According to Reuters, Pakistan’s B2B2C fintech AdalFi has raised $7.5 million to address the country’s lending challenges.
The funding round was led by UAE-based COTU Ventures and Chimera Ventures, Pakistan-based Fatima Gobi Ventures and Zayn Capital, and angel investors including executives from US-based financial technology and services provider Plaid.
“Across the board, only 5% of deposit customers in Pakistani banks are also borrowers,” AdalFi co-founder and CEO Salman Akhtar told Reuters. So, we enable banks to tap this huge, latent customer base”.
He stated that 14 financial institutions in Pakistan have joined AdalFi, including United Bank Limited (UBL), Habib Bank Limited (HBL), and Meezan Bank, among other local banks and microfinance institutions. “Banks typically take two weeks to process a loan request without our platform. Banks have joined AdalFi because we provide rigorous credit scoring to ensure portfolio quality,” he added.
“We share the downside risk of non-performing loans,” he added.

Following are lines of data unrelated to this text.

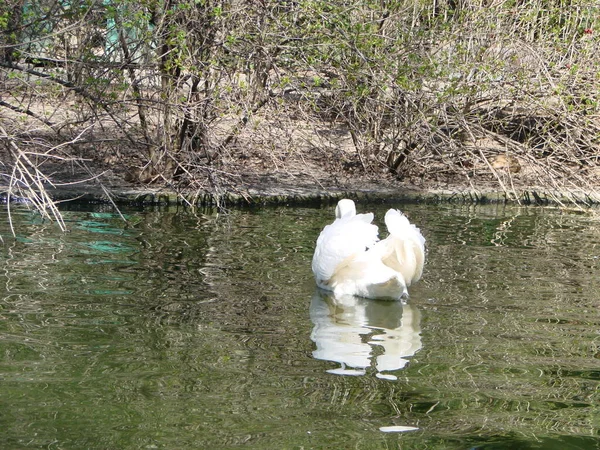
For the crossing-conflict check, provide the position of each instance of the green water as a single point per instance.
(176, 330)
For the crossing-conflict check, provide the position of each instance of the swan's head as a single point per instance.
(345, 208)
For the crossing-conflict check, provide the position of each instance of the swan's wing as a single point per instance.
(404, 249)
(342, 239)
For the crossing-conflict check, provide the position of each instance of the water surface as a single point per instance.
(182, 330)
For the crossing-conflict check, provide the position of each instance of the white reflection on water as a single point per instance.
(357, 333)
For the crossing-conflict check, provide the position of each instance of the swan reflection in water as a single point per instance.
(357, 332)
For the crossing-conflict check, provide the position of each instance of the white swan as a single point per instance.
(350, 259)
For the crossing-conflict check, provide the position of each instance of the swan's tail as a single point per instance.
(405, 246)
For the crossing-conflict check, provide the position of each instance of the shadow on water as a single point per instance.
(176, 330)
(359, 333)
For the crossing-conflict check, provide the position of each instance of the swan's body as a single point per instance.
(351, 260)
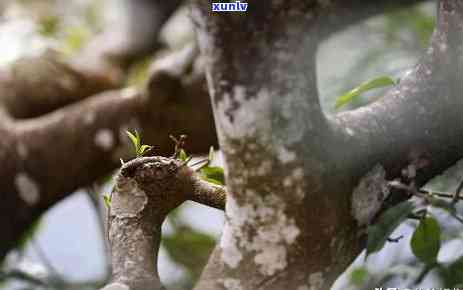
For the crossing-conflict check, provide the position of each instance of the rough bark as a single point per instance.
(146, 190)
(81, 142)
(298, 205)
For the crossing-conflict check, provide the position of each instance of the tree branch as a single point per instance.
(418, 121)
(132, 37)
(82, 142)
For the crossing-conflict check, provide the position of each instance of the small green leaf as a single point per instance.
(379, 82)
(211, 154)
(447, 206)
(143, 149)
(135, 138)
(182, 155)
(425, 242)
(29, 233)
(387, 223)
(359, 276)
(107, 200)
(213, 174)
(453, 274)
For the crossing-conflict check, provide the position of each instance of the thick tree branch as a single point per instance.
(261, 86)
(82, 142)
(276, 142)
(339, 14)
(132, 37)
(419, 121)
(146, 190)
(34, 86)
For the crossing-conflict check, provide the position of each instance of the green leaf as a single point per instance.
(359, 276)
(143, 149)
(452, 275)
(425, 242)
(107, 200)
(213, 174)
(447, 206)
(135, 138)
(387, 223)
(211, 154)
(182, 155)
(379, 82)
(31, 230)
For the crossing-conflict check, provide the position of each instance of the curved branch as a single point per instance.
(419, 122)
(82, 142)
(132, 37)
(146, 190)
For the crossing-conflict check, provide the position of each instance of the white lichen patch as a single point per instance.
(295, 179)
(128, 200)
(369, 195)
(260, 228)
(28, 189)
(232, 284)
(316, 281)
(349, 131)
(286, 156)
(104, 138)
(264, 168)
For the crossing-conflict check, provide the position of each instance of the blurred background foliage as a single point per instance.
(65, 249)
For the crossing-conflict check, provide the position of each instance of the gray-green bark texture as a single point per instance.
(301, 185)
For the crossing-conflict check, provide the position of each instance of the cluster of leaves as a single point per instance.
(139, 148)
(425, 242)
(213, 174)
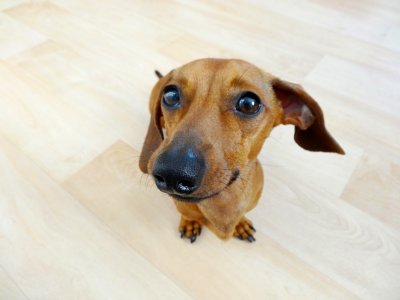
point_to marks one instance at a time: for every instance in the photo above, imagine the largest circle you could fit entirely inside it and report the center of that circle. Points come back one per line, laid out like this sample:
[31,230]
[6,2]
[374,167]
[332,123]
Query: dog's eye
[171,97]
[248,104]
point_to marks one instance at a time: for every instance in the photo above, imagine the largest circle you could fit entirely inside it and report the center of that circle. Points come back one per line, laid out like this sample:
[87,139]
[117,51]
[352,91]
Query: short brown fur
[228,141]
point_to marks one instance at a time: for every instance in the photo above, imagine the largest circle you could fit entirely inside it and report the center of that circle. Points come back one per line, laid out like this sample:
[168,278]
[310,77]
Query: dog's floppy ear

Loan losses are pro-rataly accounted for in AdalFi fees”.
AdalFi’s proprietary technology scores existing financial transactional data from banks. Following that, its platform enables customised digital marketing to qualified prospects, followed by real-time loans.
With the new funds, the startup hopes to reduce loan disbursement lead times and shift loan seekers away from the informal markets and onto its platform.